I love getting a gift of Christmas cookies, especially in a quantity large enough to exempt me from making my own batch. But, nevertheless, I usually find myself compelled to pull out my recipe box, cookbook, or my grandmother’s notes to find at least one recipe to make just so that I can say I baked for Christmas. It’s a badge of honor as a sometimes homemaker, sometimes writer, and all-the-time grandmother to adhere to the expectation that you will participate in the tradition of cookie making. And for some reason, this year, I am feeling the urge a little more than usual to bake a batch or two of an old family stand-by, the pressed cookie.

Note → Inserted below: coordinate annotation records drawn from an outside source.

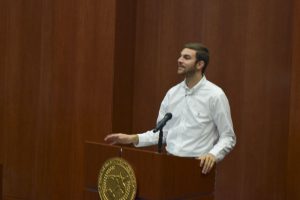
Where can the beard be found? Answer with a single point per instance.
(188, 71)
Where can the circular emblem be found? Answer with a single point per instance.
(116, 180)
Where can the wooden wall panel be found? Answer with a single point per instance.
(293, 173)
(57, 85)
(249, 53)
(72, 71)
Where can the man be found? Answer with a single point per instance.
(201, 125)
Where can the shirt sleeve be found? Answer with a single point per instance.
(222, 118)
(149, 138)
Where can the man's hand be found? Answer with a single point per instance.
(207, 162)
(121, 138)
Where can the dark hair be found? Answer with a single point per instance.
(202, 53)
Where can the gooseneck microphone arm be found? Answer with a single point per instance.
(159, 128)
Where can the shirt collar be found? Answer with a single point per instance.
(197, 86)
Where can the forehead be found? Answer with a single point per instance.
(187, 51)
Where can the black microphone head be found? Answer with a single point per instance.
(168, 116)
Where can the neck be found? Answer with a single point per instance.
(191, 81)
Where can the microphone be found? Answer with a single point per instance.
(162, 122)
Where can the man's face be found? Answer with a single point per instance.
(187, 62)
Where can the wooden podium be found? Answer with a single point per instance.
(159, 176)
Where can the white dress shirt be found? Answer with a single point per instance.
(201, 121)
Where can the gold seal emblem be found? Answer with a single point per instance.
(116, 180)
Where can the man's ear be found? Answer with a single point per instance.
(200, 64)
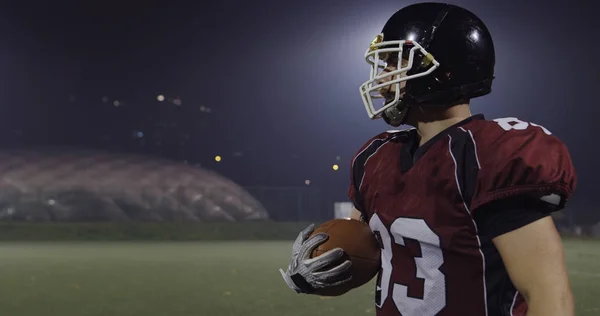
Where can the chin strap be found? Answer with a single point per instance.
(396, 114)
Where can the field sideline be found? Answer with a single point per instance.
(194, 278)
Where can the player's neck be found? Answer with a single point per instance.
(428, 129)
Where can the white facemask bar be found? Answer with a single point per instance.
(371, 89)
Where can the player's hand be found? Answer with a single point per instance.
(305, 275)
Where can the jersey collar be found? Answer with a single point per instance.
(411, 152)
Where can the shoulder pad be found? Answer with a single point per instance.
(520, 158)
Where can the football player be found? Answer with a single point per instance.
(460, 205)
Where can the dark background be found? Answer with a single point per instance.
(270, 86)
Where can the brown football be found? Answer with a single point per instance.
(360, 246)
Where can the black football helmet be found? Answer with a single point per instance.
(443, 52)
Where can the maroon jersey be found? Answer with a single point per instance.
(420, 202)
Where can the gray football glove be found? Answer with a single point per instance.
(305, 275)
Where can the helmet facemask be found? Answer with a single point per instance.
(394, 108)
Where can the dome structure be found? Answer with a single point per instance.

When I was young, my grandmother, Nonnie, would make a few types of cookies for the holidays. One of her favorite creations was the struffoli, a pile of ball shaped nuggets that were deep fried and drenched in a thick coat of honey and then sprinkled with multicolored round jimmies or, to the rest of the world of non-Bostonians, sprinkles. The cookie was gooey and over sweet, in my opinion, and I avoided them. I preferred the “angel wings” cookie, a piece of dough pinched in the middle like a bow, deep fried (do you see a pattern here?) and sprinkled with powdered sugar. It was less obnoxiously sweet and less tasty overall. In the end, it was the multicolored trees, stars, hearts, and wreaths, each one carefully extracted from the cookie press, that won out for me every time.

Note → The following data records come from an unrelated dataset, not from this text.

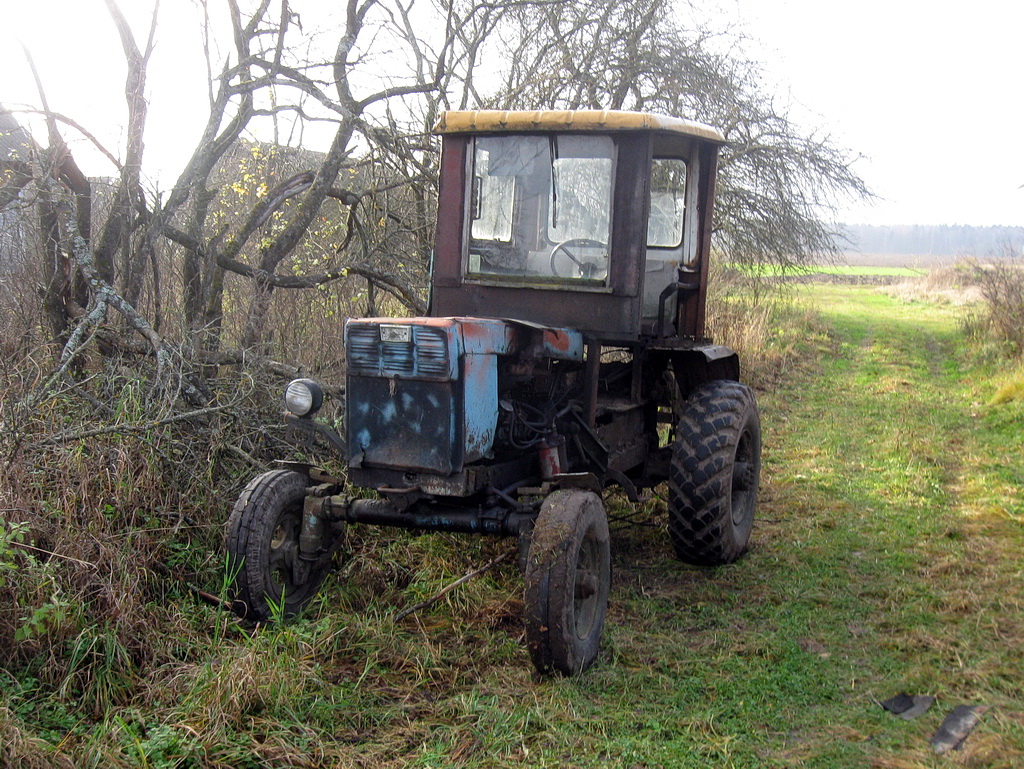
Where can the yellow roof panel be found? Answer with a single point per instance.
(479, 121)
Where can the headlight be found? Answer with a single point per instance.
(303, 397)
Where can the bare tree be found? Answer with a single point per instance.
(777, 182)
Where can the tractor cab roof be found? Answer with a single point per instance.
(500, 121)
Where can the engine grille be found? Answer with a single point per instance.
(426, 355)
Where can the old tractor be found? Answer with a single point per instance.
(563, 353)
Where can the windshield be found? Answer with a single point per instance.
(542, 207)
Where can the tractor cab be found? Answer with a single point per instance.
(604, 216)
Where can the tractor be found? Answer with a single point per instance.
(563, 354)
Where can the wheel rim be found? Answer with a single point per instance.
(743, 479)
(587, 587)
(282, 557)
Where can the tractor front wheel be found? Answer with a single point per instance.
(568, 575)
(269, 578)
(715, 472)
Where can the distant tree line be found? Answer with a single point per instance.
(940, 240)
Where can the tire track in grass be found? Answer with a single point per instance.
(871, 460)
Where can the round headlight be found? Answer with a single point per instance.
(303, 397)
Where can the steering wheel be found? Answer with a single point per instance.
(587, 269)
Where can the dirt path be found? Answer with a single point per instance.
(897, 496)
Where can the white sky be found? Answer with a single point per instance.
(930, 93)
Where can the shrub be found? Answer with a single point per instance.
(1001, 286)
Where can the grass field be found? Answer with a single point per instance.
(887, 558)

Maybe it is the different colors or the cute shapes but I believe that the pressed cookie, or spritz cookie, has a unique allure. The most versatile of the homemade holiday cookie, the pressed cookie is crafted from a simple butter cookie dough. The dough is squeezed into a cylindrical gadget and extruded by twisting a handle that will eventually and hopefully produce, based on the consistency of the batter, a shaped cookie, as dictated by the disk inserted at the front of the tool. Some of the disks lend themselves to various seasonal demands: with a shift in the introduction of food coloring, the green wreath can be a pink flower in the spring, the dog/reindeer are interchangeable since who is thinking reindeer in July, or the heart can double as a Valentine. Lightly sprinkled with some colored sugary crystals, the cookie can be dressed up and classed up enough for any occasion. In any case, the pressed cookie is a winner in my book.

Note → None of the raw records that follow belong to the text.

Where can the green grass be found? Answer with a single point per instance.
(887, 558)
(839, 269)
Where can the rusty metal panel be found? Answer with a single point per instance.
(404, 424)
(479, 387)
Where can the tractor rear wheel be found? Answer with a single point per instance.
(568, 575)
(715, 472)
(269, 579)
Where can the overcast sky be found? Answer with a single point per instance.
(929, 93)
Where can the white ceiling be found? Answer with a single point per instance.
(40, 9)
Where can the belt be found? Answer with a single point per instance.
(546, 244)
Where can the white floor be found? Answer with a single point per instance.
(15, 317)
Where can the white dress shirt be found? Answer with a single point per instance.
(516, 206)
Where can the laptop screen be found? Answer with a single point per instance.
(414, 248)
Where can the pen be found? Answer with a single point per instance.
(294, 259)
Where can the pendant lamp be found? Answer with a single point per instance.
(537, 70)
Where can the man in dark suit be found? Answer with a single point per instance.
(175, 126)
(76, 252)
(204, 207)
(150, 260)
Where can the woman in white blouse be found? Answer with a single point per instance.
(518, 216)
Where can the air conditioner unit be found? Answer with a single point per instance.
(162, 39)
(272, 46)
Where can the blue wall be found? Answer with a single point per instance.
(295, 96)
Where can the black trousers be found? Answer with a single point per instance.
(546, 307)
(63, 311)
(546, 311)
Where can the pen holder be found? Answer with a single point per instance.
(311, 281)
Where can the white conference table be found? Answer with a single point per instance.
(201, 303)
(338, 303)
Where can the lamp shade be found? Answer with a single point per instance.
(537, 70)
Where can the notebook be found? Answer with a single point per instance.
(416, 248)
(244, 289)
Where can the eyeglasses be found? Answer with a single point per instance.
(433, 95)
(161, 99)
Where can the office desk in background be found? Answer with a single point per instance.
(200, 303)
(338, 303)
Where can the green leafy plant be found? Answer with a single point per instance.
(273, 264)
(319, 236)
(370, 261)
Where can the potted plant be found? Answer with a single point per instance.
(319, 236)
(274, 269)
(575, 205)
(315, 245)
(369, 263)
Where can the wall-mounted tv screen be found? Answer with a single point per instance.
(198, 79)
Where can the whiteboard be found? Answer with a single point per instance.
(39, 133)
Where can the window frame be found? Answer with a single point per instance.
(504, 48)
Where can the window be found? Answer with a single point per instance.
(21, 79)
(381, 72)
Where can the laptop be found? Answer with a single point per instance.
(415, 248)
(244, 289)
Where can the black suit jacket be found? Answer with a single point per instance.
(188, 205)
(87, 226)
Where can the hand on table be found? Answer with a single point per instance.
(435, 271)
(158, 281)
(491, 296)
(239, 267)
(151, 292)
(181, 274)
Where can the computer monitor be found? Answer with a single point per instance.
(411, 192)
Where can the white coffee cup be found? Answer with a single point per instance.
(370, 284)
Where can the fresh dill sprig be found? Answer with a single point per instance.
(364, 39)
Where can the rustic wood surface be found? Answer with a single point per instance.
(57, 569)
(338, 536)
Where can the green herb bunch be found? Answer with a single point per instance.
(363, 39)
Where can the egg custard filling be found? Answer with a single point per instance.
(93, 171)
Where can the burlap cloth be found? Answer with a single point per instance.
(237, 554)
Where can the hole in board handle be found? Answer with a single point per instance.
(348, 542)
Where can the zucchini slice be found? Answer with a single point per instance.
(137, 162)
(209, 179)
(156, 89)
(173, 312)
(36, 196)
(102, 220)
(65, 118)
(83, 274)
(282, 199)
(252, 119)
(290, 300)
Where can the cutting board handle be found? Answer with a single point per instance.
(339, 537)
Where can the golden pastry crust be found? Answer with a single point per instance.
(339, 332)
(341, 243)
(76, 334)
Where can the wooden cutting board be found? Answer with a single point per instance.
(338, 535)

I don’t remember just when or how it happened but Nonnie’s aluminum old-style cookie press migrated to my kitchen. I knew what the contraption was since I had watched my mother make the cookies throughout my childhood and I absorbed some of the technique. Over the years, I have made cookies, generated by the press combined with my brute force, for all sorts of events and parties. Some batches come out better than others, mostly due to over baking, or too little or too much food coloring. I still like pressed cookies, no matter what the complication.
In a moment of weakness, I made the leap to a what I thought would take my cookie pressing to a whole new level, a newfangled cookie press. It was a modern plastic design of Pampered Chef origin. In truth, the style is identical to my original press so it wasn’t a huge improvement in its physical appearance or its operation. It did have a few more disks than I still had, that is, haven’t been lost or misplaced. Excited about the prospect of a new and hopefully improved experience in cookie pressing, I embarked on my inaugural, and only, cookie press adventure with my new toy. I was left wanting more, or less. In truth, I wanted Nonnie’s cookie press. Not only was the new version not an improvement; it just felt wrong.
This afternoon, I will make up a batch of dough in anticipation of my grandchildren’s return from school. They love projects and it is a thrill to share with them not just the tradition and my love of pressed cookies but my respect for Nonnie’s cookie press. I am pretty sure that the press itself will be around for generations to come, unlike my plastic, modern, unused version. It’s one of those cases where older is truly better and tradition is the best thing of all.